Frequently asked questions about home insurance in Alberta

Got more questions about the Alberta home insurance calculator? We got answers.

What’s the average home insurance in Alberta?

According to the 2022 RATESDOTCA Home Insuramap data, the average annual home insurance premium in Alberta is $2,339. It’s a great deal higher than Ontario’s annual premium of $1,487.

Home insurance rates have seen some increases in Alberta over the last few years. Climate change remains one of the biggest driving factors behind this, as it has led to a higher number of natural disasters, such as floods, tornadoes and wildfires. Crime rates have gone up as well in certain parts of the province, such as Calgary and Edmonton, which is bound to have an impact on premiums (and not in a good way).

How can I find the cheapest home insurance in Alberta?

To find the cheapest home insurance in Alberta, you’d have to consult either with an insurance broker or use a quote comparison website such as RATESDOTCA, where you can pull quotes from over 50 insurance providers. To use it, just enter a few details about yourself and your property into RATESDOTCA’s home insurance calculator, and you should start seeing results immediately.

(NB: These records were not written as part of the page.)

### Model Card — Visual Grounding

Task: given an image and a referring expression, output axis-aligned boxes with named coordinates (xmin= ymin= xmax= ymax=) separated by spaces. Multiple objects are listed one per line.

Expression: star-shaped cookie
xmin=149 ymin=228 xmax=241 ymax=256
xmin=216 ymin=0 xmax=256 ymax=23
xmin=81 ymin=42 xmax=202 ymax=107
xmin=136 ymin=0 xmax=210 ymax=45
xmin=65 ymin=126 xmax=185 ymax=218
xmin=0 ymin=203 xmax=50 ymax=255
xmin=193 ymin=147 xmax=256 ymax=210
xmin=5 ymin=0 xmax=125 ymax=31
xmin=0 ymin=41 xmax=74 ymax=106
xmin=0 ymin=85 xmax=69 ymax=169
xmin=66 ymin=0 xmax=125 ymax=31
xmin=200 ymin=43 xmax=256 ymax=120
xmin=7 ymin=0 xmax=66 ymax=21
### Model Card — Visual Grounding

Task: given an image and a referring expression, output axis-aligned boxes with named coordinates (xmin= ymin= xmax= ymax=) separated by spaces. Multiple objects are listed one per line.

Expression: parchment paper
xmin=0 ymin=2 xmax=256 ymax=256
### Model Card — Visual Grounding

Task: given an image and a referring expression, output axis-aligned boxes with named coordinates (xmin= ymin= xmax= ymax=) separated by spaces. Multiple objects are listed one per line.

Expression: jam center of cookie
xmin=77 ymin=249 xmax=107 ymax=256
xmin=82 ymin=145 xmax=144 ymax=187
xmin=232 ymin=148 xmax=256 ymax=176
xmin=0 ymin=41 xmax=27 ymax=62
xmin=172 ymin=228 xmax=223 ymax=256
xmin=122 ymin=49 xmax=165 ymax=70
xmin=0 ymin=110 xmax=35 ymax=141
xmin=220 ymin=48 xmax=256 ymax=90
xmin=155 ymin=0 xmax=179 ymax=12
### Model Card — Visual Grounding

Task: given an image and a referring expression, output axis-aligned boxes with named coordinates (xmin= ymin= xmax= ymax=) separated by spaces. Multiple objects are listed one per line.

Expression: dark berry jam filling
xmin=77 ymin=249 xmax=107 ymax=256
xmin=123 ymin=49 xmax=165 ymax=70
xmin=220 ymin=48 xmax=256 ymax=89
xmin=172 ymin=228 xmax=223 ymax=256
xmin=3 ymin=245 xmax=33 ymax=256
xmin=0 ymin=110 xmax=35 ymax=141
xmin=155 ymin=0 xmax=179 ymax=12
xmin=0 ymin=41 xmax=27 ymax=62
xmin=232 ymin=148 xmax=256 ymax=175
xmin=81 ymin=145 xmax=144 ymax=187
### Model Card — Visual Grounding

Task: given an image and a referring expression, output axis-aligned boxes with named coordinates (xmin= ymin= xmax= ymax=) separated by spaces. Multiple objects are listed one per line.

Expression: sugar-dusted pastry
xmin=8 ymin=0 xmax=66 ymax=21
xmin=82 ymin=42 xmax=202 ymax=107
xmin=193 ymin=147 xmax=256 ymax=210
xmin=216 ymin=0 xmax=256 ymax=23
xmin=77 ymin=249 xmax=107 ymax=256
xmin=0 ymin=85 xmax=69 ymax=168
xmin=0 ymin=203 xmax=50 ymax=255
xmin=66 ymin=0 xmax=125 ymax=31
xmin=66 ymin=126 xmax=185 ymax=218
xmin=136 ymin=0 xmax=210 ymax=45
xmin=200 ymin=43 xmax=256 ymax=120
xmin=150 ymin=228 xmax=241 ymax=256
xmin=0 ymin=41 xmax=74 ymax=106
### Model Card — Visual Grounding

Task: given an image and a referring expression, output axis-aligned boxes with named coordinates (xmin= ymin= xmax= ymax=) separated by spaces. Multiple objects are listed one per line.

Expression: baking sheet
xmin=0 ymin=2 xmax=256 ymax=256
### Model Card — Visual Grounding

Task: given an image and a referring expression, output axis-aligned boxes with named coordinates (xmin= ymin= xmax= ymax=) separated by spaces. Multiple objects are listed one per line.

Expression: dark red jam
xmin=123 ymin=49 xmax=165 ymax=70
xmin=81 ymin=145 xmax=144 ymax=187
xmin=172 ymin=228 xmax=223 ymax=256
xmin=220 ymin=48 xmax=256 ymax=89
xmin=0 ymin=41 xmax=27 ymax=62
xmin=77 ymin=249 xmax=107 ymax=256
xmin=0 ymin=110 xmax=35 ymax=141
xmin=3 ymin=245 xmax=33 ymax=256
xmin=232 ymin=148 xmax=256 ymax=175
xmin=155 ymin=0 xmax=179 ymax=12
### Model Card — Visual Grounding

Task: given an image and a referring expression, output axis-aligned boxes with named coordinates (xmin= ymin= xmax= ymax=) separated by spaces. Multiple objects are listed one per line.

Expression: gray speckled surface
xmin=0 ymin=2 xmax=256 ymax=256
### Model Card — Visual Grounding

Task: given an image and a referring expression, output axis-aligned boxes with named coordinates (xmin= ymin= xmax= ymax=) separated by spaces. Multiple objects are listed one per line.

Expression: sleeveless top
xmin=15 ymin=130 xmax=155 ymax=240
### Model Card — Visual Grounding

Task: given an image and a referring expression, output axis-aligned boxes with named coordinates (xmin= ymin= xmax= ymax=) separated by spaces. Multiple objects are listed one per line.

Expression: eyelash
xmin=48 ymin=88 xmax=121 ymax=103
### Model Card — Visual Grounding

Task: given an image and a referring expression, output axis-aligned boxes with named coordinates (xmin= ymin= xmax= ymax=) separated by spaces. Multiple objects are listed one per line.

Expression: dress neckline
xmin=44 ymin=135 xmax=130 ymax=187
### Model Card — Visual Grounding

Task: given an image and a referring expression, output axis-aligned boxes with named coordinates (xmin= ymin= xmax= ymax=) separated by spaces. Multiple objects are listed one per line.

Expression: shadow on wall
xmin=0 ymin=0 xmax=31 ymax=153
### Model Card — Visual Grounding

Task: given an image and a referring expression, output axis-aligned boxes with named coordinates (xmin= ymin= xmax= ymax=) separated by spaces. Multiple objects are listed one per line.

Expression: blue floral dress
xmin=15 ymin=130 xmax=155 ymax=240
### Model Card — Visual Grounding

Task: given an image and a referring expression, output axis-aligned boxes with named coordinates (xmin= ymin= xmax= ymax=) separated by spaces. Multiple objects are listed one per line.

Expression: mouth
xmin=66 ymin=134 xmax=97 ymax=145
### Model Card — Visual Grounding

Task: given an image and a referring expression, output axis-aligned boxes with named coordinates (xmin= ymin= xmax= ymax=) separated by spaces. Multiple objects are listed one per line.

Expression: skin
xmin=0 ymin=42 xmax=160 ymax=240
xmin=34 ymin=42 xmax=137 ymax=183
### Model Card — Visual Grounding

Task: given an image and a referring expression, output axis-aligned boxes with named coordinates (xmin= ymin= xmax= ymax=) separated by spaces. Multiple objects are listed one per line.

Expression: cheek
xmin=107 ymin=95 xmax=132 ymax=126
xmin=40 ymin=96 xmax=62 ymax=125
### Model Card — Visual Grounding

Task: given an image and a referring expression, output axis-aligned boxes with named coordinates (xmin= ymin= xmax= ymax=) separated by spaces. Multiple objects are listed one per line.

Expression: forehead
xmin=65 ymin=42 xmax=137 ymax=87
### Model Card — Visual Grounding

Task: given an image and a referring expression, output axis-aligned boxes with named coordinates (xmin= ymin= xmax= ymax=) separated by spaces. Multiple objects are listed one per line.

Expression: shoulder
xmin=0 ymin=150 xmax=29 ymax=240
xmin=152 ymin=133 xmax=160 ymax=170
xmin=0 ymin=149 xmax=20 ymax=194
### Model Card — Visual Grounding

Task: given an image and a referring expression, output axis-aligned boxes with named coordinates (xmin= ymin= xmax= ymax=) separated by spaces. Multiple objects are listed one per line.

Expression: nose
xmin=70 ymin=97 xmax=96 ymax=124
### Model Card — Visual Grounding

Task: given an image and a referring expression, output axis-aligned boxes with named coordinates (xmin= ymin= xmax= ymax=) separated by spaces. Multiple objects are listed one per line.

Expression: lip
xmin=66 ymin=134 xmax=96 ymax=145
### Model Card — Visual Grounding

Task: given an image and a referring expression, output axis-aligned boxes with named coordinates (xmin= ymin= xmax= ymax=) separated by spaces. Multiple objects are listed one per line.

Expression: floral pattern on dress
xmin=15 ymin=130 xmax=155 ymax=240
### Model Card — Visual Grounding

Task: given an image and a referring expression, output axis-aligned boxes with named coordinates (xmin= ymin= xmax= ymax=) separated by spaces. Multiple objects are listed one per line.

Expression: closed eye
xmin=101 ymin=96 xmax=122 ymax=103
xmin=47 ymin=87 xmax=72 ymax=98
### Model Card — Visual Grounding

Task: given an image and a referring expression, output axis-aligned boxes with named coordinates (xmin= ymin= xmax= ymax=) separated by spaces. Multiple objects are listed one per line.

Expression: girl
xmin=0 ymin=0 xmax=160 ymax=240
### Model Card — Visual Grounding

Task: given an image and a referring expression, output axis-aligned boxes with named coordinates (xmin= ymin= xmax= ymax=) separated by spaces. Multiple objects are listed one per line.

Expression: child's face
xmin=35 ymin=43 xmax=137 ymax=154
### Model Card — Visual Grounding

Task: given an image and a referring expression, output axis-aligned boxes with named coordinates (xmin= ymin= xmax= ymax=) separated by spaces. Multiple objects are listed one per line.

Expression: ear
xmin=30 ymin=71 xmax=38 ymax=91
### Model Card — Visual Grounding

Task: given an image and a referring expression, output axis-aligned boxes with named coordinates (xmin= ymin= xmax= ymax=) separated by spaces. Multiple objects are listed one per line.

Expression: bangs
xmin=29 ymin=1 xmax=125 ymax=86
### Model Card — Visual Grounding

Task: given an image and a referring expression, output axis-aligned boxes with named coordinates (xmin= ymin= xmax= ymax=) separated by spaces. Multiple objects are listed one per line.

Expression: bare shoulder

What is an insurance deductible?

A home insurance deductible is the amount you’re willing to pay out of pocket when filing a claim. This lets you share the risk of insuring your home with your insurance provider. For instance, if you file a claim for $5,000, and your deductible is $1,000, then your insurer will cover you for $4,000. The rest will come out of your pocket. In other words, the higher the deductible, the more you have to pay for your claim upfront. The trade-off is that your premiums will be lower.

The value you set for your deductible will depend heavily on how much risk you’re willing to take on versus how much you’re willing to pay in premiums. Since insurance premiums are based on your specific circumstances, you should consult with your insurance agent or broker to determine what deductible is right for you.